"Je n'osais même pas rêver de ce rôle!" Les confidences de Pierre Niney pour LE COMTE DE MONTE-CRISTO
Pari gagné pour cette fresque romanesque et moderne adaptée du célèbre roman d'Alexandre Dumas. En endossant le costume mythique d'Edmond Dantès, Pierre Niney embrasse un de ses rôles les plus épiques et les plus marquants. LE COMTE DE MONTE-CRISTO est disponible sur Ciné+ OCS.
Les confidences de Pierre Niney
Qu'avez-vous ressenti lorsqu'on vous a proposé ce rôle ?
J'étais fou de joie. Je n'osais même pas en rêver ! C'est un rôle vraiment unique dans une filmographie, donc je me suis senti très honoré et très chanceux.

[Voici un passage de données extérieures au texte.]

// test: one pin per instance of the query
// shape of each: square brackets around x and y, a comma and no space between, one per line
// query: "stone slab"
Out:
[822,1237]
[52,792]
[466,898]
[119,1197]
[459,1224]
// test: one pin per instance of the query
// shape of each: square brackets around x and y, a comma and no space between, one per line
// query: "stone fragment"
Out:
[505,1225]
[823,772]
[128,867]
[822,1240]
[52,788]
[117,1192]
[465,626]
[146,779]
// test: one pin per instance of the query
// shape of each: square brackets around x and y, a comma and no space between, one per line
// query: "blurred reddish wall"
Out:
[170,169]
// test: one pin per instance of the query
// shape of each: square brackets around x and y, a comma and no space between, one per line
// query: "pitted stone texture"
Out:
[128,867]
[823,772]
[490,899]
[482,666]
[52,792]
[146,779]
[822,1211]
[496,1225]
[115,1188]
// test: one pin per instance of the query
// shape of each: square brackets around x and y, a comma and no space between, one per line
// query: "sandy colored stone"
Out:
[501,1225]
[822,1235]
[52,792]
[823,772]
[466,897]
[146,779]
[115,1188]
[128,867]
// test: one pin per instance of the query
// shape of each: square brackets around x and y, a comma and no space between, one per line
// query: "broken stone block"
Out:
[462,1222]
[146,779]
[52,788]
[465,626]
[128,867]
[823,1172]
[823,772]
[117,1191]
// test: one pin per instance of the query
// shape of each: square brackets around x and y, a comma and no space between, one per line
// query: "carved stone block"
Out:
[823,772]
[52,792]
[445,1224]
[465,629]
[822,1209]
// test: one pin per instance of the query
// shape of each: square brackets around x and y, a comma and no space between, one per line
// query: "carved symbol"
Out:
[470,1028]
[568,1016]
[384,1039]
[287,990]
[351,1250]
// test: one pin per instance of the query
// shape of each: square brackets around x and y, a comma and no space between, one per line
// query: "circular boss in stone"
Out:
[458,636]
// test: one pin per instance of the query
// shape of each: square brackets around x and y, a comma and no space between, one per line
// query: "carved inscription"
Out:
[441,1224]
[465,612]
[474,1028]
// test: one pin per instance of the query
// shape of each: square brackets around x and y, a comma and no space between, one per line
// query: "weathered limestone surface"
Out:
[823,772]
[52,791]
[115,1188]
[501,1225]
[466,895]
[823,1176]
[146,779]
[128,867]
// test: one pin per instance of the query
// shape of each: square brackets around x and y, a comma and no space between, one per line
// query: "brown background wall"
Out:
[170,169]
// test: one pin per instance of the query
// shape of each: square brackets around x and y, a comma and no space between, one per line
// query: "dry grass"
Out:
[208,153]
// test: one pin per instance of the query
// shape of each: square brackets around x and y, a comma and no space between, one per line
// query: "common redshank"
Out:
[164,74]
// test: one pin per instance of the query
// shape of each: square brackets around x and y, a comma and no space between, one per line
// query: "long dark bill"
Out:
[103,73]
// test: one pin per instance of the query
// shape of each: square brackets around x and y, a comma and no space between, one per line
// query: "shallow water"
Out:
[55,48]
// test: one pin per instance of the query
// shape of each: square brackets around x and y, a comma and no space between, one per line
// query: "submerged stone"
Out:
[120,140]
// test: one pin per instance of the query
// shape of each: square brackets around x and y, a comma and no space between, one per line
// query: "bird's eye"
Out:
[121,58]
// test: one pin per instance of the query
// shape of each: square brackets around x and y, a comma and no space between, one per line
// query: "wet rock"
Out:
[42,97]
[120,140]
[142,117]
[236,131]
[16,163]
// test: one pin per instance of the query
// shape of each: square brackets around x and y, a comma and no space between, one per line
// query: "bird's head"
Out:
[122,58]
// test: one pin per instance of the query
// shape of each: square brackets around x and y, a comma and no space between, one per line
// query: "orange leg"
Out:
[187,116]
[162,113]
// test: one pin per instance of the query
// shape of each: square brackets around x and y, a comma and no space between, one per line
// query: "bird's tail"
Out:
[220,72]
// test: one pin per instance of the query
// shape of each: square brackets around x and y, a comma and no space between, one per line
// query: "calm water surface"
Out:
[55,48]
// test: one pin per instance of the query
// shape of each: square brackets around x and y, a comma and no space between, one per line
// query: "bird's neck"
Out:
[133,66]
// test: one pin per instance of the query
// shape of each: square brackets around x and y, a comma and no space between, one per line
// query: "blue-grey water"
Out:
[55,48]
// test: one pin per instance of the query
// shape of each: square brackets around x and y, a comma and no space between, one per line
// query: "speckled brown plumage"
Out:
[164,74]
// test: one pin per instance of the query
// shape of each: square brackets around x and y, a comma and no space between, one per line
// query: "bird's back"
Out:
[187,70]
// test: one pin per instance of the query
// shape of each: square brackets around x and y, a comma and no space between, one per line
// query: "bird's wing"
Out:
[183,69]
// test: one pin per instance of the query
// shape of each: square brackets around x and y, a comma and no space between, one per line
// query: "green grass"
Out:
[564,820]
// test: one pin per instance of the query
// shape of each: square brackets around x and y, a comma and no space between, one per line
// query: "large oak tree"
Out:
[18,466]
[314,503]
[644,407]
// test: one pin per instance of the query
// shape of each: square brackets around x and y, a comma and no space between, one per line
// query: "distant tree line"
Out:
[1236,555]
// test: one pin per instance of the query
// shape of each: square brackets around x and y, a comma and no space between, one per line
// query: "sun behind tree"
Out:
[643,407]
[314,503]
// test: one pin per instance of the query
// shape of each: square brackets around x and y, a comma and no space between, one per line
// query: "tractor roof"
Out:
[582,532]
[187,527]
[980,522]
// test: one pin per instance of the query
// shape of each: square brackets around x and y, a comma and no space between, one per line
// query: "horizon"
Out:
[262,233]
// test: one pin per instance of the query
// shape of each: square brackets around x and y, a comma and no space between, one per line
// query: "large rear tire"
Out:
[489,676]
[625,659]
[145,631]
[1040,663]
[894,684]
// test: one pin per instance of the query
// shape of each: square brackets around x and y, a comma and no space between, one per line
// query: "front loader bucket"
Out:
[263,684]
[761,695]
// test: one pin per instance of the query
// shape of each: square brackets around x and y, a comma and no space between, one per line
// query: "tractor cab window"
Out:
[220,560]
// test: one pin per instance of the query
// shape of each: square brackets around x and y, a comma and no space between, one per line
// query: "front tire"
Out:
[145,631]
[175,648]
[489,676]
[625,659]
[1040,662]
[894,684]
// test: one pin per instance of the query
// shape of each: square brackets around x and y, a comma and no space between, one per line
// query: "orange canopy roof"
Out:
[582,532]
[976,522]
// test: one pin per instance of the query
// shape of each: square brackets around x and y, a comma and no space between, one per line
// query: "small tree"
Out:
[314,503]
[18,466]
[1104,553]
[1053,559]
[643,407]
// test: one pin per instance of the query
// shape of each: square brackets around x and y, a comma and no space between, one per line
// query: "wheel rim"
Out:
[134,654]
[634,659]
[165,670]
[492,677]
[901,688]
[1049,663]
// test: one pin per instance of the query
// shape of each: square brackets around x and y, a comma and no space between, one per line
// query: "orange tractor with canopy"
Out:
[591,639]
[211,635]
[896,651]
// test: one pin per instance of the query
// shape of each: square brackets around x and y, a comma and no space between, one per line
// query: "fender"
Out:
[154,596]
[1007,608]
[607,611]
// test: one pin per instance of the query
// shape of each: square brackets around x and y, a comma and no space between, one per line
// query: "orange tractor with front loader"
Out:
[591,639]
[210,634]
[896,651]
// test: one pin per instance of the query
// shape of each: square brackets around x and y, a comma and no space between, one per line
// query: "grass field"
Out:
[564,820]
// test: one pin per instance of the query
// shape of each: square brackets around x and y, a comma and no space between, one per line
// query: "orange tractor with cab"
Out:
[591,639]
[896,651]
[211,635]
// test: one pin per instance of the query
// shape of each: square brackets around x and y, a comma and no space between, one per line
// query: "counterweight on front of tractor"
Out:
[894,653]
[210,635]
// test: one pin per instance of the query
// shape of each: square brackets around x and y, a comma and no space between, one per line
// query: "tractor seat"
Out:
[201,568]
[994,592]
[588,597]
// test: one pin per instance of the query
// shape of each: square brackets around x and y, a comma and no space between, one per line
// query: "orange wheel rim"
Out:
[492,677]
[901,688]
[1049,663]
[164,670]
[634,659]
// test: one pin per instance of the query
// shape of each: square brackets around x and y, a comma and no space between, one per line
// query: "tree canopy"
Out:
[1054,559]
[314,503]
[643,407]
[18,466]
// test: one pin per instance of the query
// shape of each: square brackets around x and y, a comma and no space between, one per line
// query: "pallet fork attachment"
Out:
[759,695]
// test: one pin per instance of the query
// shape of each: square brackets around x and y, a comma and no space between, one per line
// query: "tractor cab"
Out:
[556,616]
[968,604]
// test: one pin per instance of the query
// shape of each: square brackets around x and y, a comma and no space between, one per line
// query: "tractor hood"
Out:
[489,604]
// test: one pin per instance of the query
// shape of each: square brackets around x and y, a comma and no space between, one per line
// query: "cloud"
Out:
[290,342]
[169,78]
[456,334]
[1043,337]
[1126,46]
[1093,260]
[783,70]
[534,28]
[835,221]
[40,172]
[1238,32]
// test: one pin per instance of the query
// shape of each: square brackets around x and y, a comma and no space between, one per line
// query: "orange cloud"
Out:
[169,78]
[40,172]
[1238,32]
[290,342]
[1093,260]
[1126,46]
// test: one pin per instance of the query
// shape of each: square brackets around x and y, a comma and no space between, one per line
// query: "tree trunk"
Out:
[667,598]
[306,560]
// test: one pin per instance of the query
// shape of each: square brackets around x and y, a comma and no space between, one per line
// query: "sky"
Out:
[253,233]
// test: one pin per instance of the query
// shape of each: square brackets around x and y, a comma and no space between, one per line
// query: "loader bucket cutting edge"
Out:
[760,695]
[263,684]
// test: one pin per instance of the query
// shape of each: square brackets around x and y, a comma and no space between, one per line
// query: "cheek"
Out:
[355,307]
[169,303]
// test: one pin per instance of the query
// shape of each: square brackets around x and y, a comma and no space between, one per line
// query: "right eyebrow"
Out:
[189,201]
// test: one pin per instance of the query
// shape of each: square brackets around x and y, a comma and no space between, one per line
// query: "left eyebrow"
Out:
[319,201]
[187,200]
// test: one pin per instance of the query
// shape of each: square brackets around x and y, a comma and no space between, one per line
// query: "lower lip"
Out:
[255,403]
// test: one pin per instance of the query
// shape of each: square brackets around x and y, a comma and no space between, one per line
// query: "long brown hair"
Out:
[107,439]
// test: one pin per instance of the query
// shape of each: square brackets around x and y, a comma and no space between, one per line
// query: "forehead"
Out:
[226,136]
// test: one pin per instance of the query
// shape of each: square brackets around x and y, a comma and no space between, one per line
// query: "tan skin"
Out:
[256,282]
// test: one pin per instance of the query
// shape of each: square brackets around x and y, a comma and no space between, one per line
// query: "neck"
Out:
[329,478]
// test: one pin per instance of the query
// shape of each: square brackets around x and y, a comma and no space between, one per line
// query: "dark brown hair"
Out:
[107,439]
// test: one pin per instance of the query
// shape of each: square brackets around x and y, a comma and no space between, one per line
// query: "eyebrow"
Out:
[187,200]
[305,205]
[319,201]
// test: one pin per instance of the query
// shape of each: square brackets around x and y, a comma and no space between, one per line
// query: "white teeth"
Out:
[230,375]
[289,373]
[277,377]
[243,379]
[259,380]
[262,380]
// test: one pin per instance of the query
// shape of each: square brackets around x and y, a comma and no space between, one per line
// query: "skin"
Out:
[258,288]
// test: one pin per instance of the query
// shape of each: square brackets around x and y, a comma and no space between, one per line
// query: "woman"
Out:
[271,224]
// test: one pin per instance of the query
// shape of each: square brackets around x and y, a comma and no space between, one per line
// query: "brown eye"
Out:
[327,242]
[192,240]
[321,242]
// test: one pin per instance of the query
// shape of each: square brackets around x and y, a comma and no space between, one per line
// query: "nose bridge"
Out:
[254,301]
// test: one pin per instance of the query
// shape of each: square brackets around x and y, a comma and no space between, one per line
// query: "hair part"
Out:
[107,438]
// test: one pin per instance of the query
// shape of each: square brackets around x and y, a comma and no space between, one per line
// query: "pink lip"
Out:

Vous tenez le rôle-titre… C'était une pression supplémentaire ?
Non, pas vraiment ! Dans ce film, la galerie de personnages est très importante, notamment les trois antagonistes de Monte-Cristo, joués par Bastien Bouillon, Patrick Mille et Laurent Lafitte. Mine de rien, ça repose beaucoup sur les autres. Donc je n'ai pas ressenti plus de pression que ça. Je suis très content du film. C'est un de ceux dont je suis le plus fier.
Dantès est mû par un désir ardent de vengeance… Vous pourriez vivre cela ?
À ce point-là, je n'espère pas, car cela relève quand même de l'obsession pathologique ! J'espère que je m'arrêterais avant et que je n'y mettrais pas autant de temps, d'énergie et d'argent. Je crois que la meilleure vengeance, c'est d'être heureux, épanoui et laisser ça derrière soi. Je ne sais plus qui disait qu'avoir de la rancœur, c'est comme boire un poison et espérer qu'un autre en meure…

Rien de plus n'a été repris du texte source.